Reputation: 680
I have a dataframe with a string
Clause <- c('Big Truck Pb Anomaly Low', 'Red Truck Fe Anomaly High', 'Blue Truck Pb Anomaly High & Old Truck Fe Anomaly Low')
Input <- data.frame(Clause)
I would like to clean that string, by retaining only substrings found within a cleaning list;
Keepers <- c('Anomaly', 'Low', 'High', '&', 'Pb', 'Fe', ' ', 'SomethingNotPresent')
The desired result is below.
Wanted <- c('Pb Anomaly Low', 'Fe Anomaly High', 'Pb Anomaly High & Fe Anomaly Low')
Result <- data.frame(Wanted)
Note: The 'Keepers' list will also contain items such as 'SomethingNotPresent'
Upvotes: 1
Views: 23
Reputation: 388862
You may split the string at each word and keep only Keepers
words for each row.
sapply(strsplit(Input$Clause, '\\s+'), function(x)

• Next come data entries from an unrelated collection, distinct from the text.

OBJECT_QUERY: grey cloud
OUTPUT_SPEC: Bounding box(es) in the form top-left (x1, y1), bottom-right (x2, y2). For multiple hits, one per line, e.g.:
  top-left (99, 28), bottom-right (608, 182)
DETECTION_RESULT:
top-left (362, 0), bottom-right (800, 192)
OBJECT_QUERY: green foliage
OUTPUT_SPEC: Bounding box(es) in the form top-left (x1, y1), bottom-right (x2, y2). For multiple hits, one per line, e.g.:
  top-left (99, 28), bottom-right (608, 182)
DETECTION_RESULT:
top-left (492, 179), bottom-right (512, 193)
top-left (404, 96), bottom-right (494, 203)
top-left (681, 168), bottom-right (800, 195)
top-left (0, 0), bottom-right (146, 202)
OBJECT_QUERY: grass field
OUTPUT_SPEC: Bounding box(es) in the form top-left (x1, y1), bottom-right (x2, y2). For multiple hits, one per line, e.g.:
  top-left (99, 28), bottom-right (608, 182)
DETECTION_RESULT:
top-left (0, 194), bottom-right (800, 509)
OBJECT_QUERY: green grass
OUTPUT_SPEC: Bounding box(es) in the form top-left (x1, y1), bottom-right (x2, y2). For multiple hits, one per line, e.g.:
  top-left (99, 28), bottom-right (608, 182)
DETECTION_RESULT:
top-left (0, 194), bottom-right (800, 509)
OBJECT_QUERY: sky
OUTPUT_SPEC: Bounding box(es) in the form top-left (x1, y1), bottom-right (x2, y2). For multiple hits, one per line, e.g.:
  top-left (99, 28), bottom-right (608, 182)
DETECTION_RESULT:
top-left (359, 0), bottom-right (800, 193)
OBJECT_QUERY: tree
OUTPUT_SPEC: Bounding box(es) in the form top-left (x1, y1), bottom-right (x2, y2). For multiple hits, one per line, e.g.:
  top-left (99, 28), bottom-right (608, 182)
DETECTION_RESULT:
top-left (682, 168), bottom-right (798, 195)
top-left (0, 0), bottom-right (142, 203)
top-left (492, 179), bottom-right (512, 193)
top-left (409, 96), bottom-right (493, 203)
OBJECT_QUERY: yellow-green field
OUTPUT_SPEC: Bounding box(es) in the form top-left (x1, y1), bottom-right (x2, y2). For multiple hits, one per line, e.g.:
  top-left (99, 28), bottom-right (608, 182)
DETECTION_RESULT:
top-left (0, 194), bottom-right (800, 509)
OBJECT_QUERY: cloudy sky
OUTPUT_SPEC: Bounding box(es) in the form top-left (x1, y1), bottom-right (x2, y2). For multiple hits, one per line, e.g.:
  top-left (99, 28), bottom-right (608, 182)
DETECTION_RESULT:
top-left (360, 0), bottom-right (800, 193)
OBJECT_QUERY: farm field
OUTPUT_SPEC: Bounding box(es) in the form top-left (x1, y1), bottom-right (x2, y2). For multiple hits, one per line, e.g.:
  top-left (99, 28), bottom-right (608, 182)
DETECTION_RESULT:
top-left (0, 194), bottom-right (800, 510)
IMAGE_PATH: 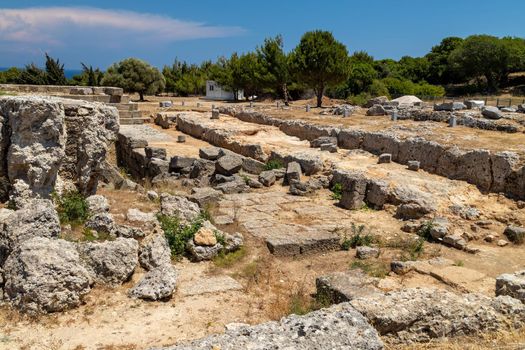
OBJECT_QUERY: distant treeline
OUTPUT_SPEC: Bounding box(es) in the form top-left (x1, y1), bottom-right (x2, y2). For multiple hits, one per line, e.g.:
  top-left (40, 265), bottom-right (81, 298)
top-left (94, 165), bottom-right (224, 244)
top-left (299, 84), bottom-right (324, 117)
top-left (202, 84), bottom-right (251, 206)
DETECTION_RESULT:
top-left (0, 31), bottom-right (525, 104)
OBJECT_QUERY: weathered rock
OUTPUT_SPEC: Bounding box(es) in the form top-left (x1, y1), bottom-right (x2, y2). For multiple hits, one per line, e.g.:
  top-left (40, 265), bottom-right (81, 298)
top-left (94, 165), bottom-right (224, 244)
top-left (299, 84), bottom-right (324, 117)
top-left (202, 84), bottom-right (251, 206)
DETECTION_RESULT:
top-left (366, 105), bottom-right (387, 116)
top-left (350, 288), bottom-right (525, 343)
top-left (377, 153), bottom-right (392, 164)
top-left (365, 96), bottom-right (388, 108)
top-left (481, 106), bottom-right (503, 119)
top-left (193, 227), bottom-right (217, 247)
top-left (186, 240), bottom-right (223, 261)
top-left (157, 303), bottom-right (383, 350)
top-left (215, 154), bottom-right (242, 176)
top-left (146, 190), bottom-right (159, 202)
top-left (215, 178), bottom-right (250, 194)
top-left (496, 270), bottom-right (525, 303)
top-left (85, 213), bottom-right (116, 234)
top-left (199, 147), bottom-right (223, 160)
top-left (128, 264), bottom-right (177, 301)
top-left (3, 237), bottom-right (92, 313)
top-left (160, 193), bottom-right (200, 223)
top-left (464, 100), bottom-right (485, 109)
top-left (315, 270), bottom-right (381, 304)
top-left (434, 102), bottom-right (467, 112)
top-left (310, 136), bottom-right (337, 148)
top-left (188, 187), bottom-right (222, 208)
top-left (407, 160), bottom-right (420, 171)
top-left (189, 159), bottom-right (215, 179)
top-left (144, 147), bottom-right (167, 160)
top-left (503, 226), bottom-right (525, 244)
top-left (0, 97), bottom-right (66, 197)
top-left (259, 170), bottom-right (276, 187)
top-left (429, 217), bottom-right (449, 240)
top-left (0, 199), bottom-right (60, 266)
top-left (139, 233), bottom-right (171, 270)
top-left (443, 234), bottom-right (467, 250)
top-left (339, 173), bottom-right (367, 209)
top-left (78, 238), bottom-right (139, 286)
top-left (355, 246), bottom-right (379, 260)
top-left (86, 194), bottom-right (109, 215)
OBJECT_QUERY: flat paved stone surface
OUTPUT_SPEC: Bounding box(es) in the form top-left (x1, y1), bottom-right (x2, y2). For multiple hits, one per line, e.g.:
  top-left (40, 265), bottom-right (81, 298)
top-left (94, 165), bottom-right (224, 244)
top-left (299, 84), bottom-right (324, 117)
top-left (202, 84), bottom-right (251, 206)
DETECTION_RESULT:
top-left (178, 276), bottom-right (242, 296)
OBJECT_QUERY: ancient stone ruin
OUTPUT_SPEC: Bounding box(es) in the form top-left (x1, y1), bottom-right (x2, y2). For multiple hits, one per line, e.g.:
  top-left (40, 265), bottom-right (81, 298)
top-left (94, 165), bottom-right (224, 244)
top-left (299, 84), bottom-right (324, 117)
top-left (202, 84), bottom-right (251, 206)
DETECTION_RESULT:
top-left (0, 87), bottom-right (525, 350)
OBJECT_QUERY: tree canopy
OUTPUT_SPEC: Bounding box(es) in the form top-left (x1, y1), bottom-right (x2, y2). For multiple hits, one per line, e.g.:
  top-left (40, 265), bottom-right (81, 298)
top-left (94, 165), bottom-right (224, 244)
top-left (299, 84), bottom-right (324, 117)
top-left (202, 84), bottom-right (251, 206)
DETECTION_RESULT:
top-left (290, 30), bottom-right (350, 107)
top-left (102, 58), bottom-right (166, 101)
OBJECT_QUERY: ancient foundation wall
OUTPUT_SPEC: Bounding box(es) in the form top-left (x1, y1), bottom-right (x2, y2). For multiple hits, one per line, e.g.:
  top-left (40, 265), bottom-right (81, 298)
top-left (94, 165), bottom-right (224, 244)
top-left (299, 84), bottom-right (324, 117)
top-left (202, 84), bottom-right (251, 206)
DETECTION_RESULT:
top-left (227, 109), bottom-right (525, 199)
top-left (0, 96), bottom-right (119, 199)
top-left (0, 84), bottom-right (124, 103)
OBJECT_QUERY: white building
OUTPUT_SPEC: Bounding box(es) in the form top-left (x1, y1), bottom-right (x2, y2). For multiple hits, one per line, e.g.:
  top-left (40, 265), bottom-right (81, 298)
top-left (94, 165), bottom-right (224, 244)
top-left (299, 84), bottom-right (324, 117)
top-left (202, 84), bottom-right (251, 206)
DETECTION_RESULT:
top-left (206, 80), bottom-right (244, 101)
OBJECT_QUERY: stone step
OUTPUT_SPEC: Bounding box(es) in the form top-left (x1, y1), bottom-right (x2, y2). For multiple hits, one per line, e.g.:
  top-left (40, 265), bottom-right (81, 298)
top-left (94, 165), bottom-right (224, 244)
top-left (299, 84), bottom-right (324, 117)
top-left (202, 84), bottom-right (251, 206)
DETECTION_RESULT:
top-left (108, 103), bottom-right (139, 111)
top-left (119, 111), bottom-right (142, 119)
top-left (57, 95), bottom-right (111, 103)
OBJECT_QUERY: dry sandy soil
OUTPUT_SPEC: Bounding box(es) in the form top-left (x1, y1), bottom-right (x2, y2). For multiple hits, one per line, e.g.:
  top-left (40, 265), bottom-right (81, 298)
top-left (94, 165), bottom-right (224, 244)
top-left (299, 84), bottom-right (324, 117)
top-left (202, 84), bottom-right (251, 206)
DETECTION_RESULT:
top-left (0, 98), bottom-right (525, 350)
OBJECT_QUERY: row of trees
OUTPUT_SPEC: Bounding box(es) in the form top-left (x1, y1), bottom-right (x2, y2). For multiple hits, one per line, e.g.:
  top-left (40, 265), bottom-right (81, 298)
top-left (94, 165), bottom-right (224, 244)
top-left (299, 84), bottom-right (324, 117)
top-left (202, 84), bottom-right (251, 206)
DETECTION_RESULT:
top-left (0, 31), bottom-right (525, 105)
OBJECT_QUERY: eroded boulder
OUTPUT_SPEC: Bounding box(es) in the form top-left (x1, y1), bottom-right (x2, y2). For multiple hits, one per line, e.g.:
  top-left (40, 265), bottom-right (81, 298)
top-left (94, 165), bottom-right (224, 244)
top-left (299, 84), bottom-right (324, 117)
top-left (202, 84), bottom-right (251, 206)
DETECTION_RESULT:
top-left (4, 237), bottom-right (92, 313)
top-left (78, 238), bottom-right (139, 286)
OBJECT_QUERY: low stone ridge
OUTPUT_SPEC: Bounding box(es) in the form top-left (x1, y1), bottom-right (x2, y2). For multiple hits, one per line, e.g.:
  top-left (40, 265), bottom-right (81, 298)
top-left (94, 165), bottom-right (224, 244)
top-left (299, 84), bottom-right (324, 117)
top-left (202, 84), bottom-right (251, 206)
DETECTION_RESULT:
top-left (315, 270), bottom-right (381, 304)
top-left (160, 193), bottom-right (200, 223)
top-left (220, 110), bottom-right (525, 199)
top-left (139, 233), bottom-right (171, 270)
top-left (350, 288), bottom-right (525, 343)
top-left (3, 237), bottom-right (93, 313)
top-left (128, 264), bottom-right (177, 301)
top-left (0, 199), bottom-right (60, 266)
top-left (496, 270), bottom-right (525, 303)
top-left (78, 238), bottom-right (139, 286)
top-left (152, 303), bottom-right (384, 350)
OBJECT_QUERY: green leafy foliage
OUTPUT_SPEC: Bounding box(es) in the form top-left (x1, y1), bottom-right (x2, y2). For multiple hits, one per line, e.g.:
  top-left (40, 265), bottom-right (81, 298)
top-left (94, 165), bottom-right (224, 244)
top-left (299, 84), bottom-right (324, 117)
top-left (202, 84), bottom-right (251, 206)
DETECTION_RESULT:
top-left (102, 58), bottom-right (166, 101)
top-left (157, 214), bottom-right (206, 258)
top-left (290, 30), bottom-right (350, 107)
top-left (53, 191), bottom-right (89, 225)
top-left (341, 223), bottom-right (376, 250)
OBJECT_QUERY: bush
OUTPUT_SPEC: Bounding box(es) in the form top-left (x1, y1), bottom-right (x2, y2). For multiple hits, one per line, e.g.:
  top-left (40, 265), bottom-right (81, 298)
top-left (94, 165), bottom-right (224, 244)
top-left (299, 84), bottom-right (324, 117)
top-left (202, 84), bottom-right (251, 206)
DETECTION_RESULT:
top-left (368, 79), bottom-right (390, 98)
top-left (330, 182), bottom-right (343, 201)
top-left (264, 159), bottom-right (284, 170)
top-left (157, 214), bottom-right (206, 258)
top-left (347, 92), bottom-right (371, 106)
top-left (414, 82), bottom-right (445, 97)
top-left (341, 223), bottom-right (376, 250)
top-left (53, 191), bottom-right (89, 225)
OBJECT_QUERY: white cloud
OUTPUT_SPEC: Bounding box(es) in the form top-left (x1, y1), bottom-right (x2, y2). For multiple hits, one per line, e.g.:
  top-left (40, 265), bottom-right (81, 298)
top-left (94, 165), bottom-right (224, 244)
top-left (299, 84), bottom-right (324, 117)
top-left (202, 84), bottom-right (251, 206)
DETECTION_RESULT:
top-left (0, 7), bottom-right (244, 46)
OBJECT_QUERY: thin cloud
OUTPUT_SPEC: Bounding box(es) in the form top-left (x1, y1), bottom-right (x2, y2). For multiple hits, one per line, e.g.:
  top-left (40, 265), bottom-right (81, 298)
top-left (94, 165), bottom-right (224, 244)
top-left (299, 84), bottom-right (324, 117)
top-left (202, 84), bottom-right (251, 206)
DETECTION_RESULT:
top-left (0, 7), bottom-right (244, 46)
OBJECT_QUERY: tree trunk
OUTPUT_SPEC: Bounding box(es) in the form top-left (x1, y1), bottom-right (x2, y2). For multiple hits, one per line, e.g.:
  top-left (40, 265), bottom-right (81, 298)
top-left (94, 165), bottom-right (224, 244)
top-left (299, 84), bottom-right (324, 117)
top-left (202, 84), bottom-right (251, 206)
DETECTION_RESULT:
top-left (283, 83), bottom-right (290, 106)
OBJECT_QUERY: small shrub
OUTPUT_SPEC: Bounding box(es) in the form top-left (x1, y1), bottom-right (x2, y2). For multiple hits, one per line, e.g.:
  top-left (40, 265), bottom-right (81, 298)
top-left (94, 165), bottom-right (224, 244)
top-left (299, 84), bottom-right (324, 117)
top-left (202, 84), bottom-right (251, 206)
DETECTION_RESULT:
top-left (330, 182), bottom-right (343, 201)
top-left (264, 159), bottom-right (284, 170)
top-left (402, 237), bottom-right (425, 261)
top-left (53, 191), bottom-right (89, 225)
top-left (341, 223), bottom-right (376, 250)
top-left (157, 213), bottom-right (207, 258)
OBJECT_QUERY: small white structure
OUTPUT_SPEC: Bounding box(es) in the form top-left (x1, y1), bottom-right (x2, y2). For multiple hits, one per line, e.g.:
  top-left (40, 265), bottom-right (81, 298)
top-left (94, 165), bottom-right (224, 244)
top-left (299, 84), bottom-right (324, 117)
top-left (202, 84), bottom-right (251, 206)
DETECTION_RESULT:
top-left (205, 80), bottom-right (244, 101)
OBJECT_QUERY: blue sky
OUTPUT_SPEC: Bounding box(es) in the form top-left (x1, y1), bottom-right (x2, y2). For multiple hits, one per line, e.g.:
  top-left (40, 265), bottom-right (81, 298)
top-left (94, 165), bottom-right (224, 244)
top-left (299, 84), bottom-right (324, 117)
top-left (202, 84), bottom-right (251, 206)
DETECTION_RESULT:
top-left (0, 0), bottom-right (525, 69)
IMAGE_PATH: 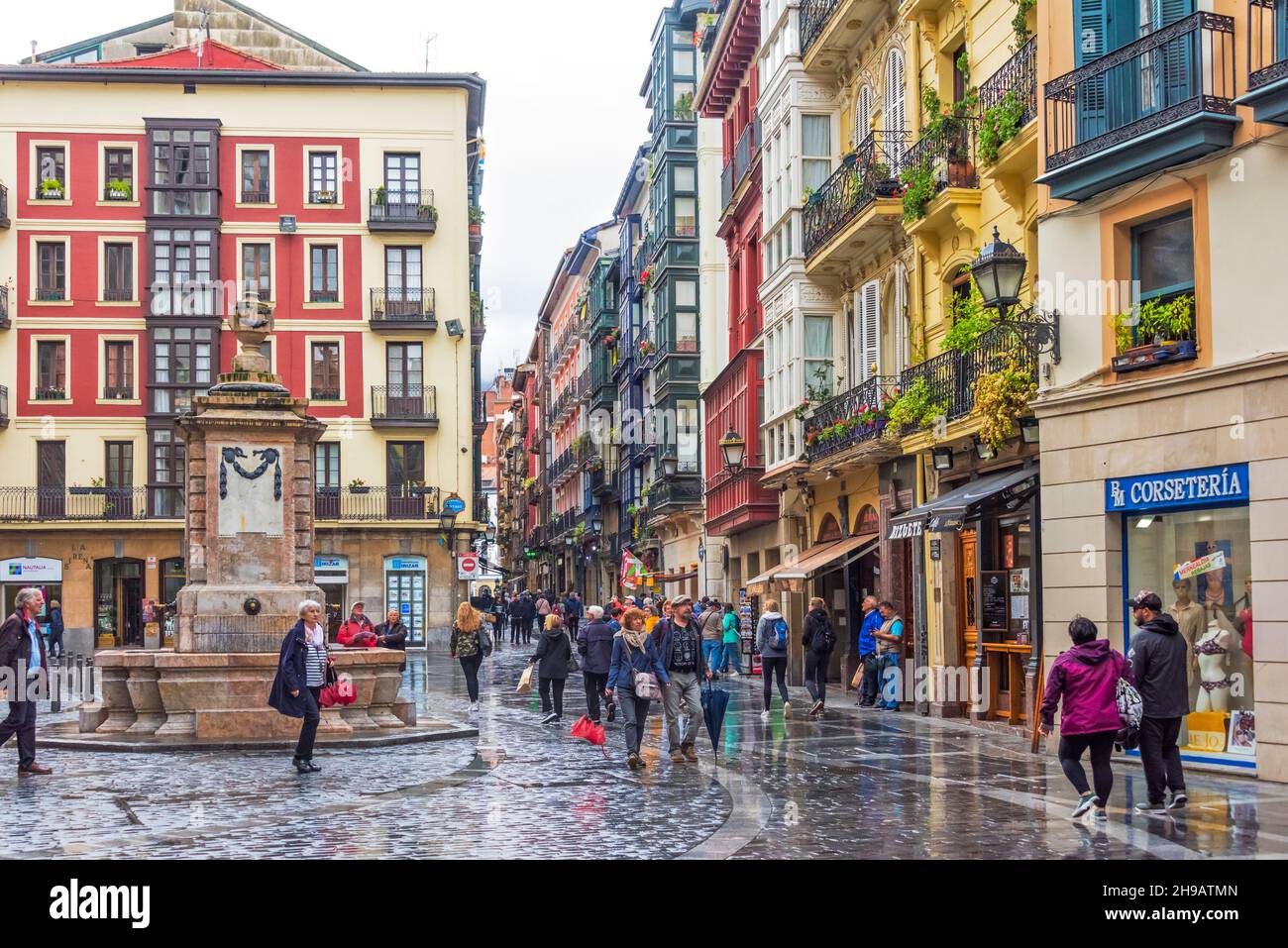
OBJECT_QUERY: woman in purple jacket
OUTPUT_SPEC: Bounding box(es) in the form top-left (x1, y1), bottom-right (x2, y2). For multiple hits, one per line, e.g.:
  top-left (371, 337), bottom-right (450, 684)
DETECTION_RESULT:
top-left (1040, 616), bottom-right (1132, 819)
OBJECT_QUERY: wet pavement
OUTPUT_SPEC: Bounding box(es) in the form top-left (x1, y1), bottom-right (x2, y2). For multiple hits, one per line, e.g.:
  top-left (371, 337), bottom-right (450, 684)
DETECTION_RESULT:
top-left (0, 645), bottom-right (1288, 859)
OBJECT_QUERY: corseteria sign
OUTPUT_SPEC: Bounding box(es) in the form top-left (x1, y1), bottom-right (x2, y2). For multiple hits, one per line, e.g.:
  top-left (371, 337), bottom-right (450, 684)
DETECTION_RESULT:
top-left (1105, 464), bottom-right (1248, 514)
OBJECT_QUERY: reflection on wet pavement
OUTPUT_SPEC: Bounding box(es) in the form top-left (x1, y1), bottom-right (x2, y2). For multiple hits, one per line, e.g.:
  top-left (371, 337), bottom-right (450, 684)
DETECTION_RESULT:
top-left (10, 645), bottom-right (1288, 859)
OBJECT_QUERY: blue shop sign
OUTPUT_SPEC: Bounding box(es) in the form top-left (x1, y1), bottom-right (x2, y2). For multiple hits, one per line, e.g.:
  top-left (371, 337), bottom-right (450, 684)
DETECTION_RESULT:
top-left (1105, 464), bottom-right (1248, 514)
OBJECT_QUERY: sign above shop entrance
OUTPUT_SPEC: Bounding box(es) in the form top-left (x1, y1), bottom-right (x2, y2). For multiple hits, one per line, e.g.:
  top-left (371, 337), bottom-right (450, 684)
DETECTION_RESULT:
top-left (1105, 464), bottom-right (1248, 514)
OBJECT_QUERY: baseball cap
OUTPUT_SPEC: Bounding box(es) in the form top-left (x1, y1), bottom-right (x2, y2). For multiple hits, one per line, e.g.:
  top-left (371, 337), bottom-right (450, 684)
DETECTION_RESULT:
top-left (1127, 588), bottom-right (1163, 612)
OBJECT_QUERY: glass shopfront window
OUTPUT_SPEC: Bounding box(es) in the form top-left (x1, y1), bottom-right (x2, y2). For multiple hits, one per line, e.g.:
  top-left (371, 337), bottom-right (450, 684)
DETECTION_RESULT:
top-left (1124, 506), bottom-right (1256, 767)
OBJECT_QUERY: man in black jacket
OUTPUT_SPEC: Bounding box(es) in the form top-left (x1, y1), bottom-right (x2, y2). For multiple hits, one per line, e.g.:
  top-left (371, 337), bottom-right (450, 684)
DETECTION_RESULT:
top-left (0, 587), bottom-right (53, 777)
top-left (1127, 590), bottom-right (1190, 816)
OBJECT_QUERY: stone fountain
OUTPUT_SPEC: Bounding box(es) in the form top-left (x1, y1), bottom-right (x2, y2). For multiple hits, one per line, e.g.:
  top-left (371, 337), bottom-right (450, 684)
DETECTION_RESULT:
top-left (52, 295), bottom-right (478, 746)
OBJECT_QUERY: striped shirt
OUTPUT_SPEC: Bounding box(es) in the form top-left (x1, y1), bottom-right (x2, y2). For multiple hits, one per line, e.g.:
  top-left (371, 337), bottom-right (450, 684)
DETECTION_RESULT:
top-left (304, 626), bottom-right (326, 687)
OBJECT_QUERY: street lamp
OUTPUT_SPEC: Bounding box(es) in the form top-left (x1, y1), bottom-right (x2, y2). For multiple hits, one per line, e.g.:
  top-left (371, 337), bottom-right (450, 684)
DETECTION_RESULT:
top-left (970, 227), bottom-right (1029, 319)
top-left (720, 425), bottom-right (747, 476)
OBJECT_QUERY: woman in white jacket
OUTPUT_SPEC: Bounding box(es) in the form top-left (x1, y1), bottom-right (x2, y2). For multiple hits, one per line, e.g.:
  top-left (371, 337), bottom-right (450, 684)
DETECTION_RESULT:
top-left (756, 599), bottom-right (793, 721)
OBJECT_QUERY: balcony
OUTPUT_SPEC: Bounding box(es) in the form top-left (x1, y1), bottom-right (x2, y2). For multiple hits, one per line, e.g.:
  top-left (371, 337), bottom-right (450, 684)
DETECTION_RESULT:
top-left (720, 115), bottom-right (761, 214)
top-left (371, 287), bottom-right (438, 332)
top-left (313, 484), bottom-right (441, 523)
top-left (1038, 13), bottom-right (1239, 201)
top-left (1236, 0), bottom-right (1288, 124)
top-left (368, 188), bottom-right (438, 233)
top-left (805, 374), bottom-right (899, 461)
top-left (0, 487), bottom-right (173, 523)
top-left (804, 132), bottom-right (910, 263)
top-left (371, 385), bottom-right (438, 428)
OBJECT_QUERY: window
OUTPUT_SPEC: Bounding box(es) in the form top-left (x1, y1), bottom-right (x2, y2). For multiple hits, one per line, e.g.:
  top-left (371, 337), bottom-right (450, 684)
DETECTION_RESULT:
top-left (309, 152), bottom-right (340, 203)
top-left (150, 128), bottom-right (218, 216)
top-left (103, 149), bottom-right (134, 201)
top-left (309, 342), bottom-right (340, 402)
top-left (103, 244), bottom-right (134, 303)
top-left (36, 146), bottom-right (67, 200)
top-left (36, 339), bottom-right (67, 400)
top-left (242, 244), bottom-right (273, 303)
top-left (36, 241), bottom-right (67, 300)
top-left (309, 244), bottom-right (340, 303)
top-left (103, 339), bottom-right (134, 398)
top-left (802, 115), bottom-right (832, 190)
top-left (805, 316), bottom-right (832, 398)
top-left (241, 150), bottom-right (269, 203)
top-left (152, 228), bottom-right (215, 316)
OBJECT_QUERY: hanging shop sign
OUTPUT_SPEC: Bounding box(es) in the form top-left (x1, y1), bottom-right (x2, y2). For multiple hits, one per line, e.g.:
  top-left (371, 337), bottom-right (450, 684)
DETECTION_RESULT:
top-left (1105, 464), bottom-right (1248, 514)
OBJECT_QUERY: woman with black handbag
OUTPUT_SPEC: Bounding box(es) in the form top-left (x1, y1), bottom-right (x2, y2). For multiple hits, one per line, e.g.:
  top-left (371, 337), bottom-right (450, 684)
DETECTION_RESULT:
top-left (268, 599), bottom-right (329, 774)
top-left (604, 609), bottom-right (671, 771)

paste0(x[x %in% Keepers], collapse = ' '))
#[1] "Pb Anomaly Low" "Fe Anomaly High" "Anomaly High & Fe Anomaly Low"
Upvotes: 2
Reputation: 520968
You may form a regex alternation of whitelisted terms to keep. Then use a negative lookahead pattern to identify all terms/whitespace which should be removed:
alternation <- paste(Keepers, collapse="|")
regex <- paste0("\\s*(?!(?:", alternation, "))(?<!\\S)\\S+(?!\\S)\\s*")
df$clause <- gsub("\\s+", " ", trimws(gsub(regex, " ", df$clause, perl=TRUE)))
df
clause
1 Pb Anomaly Low
2 Fe Anomaly High
3 Pb Anomaly High & Fe Anomaly Low
Data:
inp <- c('Big Truck Pb Anomaly Low', 'Red Truck Fe Anomaly High',
'Blue Truck Pb Anomaly High & Old Truck Fe Anomaly Low')
df <- data.frame(clause=inp, stringsAsFactors=FALSE)
Keepers <- c('Anomaly', 'Low', 'High', '&', 'Pb', 'Fe', ' ', 'SomethingNotPresent')
Upvotes: 0